1. DIA

9 1 0
                                    

Budayakan memberi vote sebelum membaca!

.
.
.
.
.

Happy Reading


1. DIA.









Setelah kejadian beberapa waktu lalu. Erlangga masih kepikiran dengan sosok perempuan itu. Sosok perempuan berkuncir kuda. Semua itu masih jelas dalam pikiran Erlangga. Seperti ada magnet ketika perempuan itu pergi. Perempuan dengan rambut berkuncir kuda, sangat simpel. Namun seperti ada kesannya tersendiri. Seperti ada sesuatu di dalam diri Erlangga yang sulit untuk di jelaskan.

Erlangga memilih pergi. Setelah menyalin PR milik Sajak dia memilih pergi dari kelas. Karena dirinya belum sarapan, Erlangga memilih mendatangi kantin. Pagi-pagi seperti ini otaknya sudah dikuras habis oleh sesuatu yang tidak masuk di akal.

Selepas dia pergi dari kelas. Tentu saja keadaan tidak akan biasa saja. Sudah tentu Pa'i, Ojan dan Aji membicarakan kepergian Erlangga. Belum lagi ditambah oleh Satrio, Kasla dan Raditya, lengkap sudah. Disana yang masih diam saja hanyalah Sajak. Orang itu malahan mengerjakan LKS. Lebih baik dia mengisi buku LKS nya, itu lebih baik dari pada menghibahi sahabatnya, katanya.

"Si Bos kenapa woi? Tumbenan amat pergi sendiri. Biasanya walupun pengen sendiri, pasti dia minta temenin Sajak, Pa'i atau gak Aji." Raditya berujar. Yang lainnya mengangguk betul. Terkecuali Sajak. Catat itu.

"Gue juga bingung." Ucap Aji.

Yang lain terdiam berpikir. Tiba-tiba terlintas dalam pikiram Satrio tentang kotak bekal itu.

"Mungkin karena kejadian tadi, soalnya tadi pagi,,," Ucap Satrio.
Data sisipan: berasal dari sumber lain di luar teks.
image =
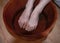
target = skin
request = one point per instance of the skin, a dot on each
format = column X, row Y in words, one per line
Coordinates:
column 31, row 24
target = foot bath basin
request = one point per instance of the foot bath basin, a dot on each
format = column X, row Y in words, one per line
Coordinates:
column 12, row 11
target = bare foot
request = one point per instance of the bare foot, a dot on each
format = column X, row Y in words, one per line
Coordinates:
column 33, row 22
column 26, row 13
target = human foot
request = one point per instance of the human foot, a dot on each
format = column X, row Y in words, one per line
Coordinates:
column 26, row 13
column 33, row 22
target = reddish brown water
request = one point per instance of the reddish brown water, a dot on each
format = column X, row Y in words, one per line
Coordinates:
column 12, row 12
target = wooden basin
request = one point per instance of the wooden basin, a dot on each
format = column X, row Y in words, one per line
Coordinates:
column 47, row 19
Sengaja dia menggantungkan ucapannya.

"Tadi apa? Tadi kenapa?" Tanya Pa'i, Ojan, dan Kasla bersamaan.

"Tadi,,," Satrio masih menggantungkan ucapannya.

"Tadi apa anjir?! Gue nungguin ini!" Raditya sudah tidak tahan lagi.
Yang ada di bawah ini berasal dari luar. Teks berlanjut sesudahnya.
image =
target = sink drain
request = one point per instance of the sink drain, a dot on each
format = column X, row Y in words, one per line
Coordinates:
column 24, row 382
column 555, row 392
"Gue apa lagi Dit, gue tuh kepo banget. Cuman gue mau stay cool aja kayak Sajak. Ya gak Jak?" Dengan bangganya Aji menyebutkan nama Sajak. Yang di banggakannya hanya diam tak menjawab.

"Mampus di diemin sama Sajak. Emang enak lo. HAHAHAHAHA." Tawa Ojan pecah mengisi ruang seisi kelas.
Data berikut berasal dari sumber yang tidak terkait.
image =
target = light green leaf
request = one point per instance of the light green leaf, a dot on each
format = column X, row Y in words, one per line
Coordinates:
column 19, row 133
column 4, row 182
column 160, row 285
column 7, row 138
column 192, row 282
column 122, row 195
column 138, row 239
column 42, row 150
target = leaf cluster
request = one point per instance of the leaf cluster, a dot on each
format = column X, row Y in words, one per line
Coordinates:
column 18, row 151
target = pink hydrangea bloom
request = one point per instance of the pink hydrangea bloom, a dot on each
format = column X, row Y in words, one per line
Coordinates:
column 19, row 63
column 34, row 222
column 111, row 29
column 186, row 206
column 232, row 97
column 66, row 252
"Ojan! Lo ketawa keceng banget asli. Gue gak boong." Jujur Kasla pada Ojan.

"Yaaa maap Abang Kasla. Besok-besok Ojan kalo ketawa gak kenceng lagi. Tapi kenceng banget." Ujar Ojan dengan suara yang di buat-buat.

"Ojan, lo gak usah mancing-mancing gue Babik." Kasla menekan kata terakhirnya.

"Anjir lo semua bacot, diem napa diem." Ucap Satrio yang sudah tidak tahan lagih.

"Ngopi napa ngopi." Tambah Pa'i.

"Gak gue lanjut kalo gitu." Ancam Satrio.

"YAA MAKANYA GAK USAH LO GANTUNG-GANTUNG ITU OMONGAN LO! CUKUP HATI LEZANA YANG LO GANTUNG! KITA JANGAN SAT!" Pa'i mendramatis.

"Jemuran, oh jemuran. Betapa kasihannya engkau selalu di gantung. Tanpa kepastian. Tanpa perkataan yang meyakinkan. Hanya harapan yang di janjikan. Namun tak kunjung datang." Ujar Aji dengan menggerakan kedua tangannya kesana dan kemari. Layaknya pembaca puisi sungguhan. Sangat mendramatis.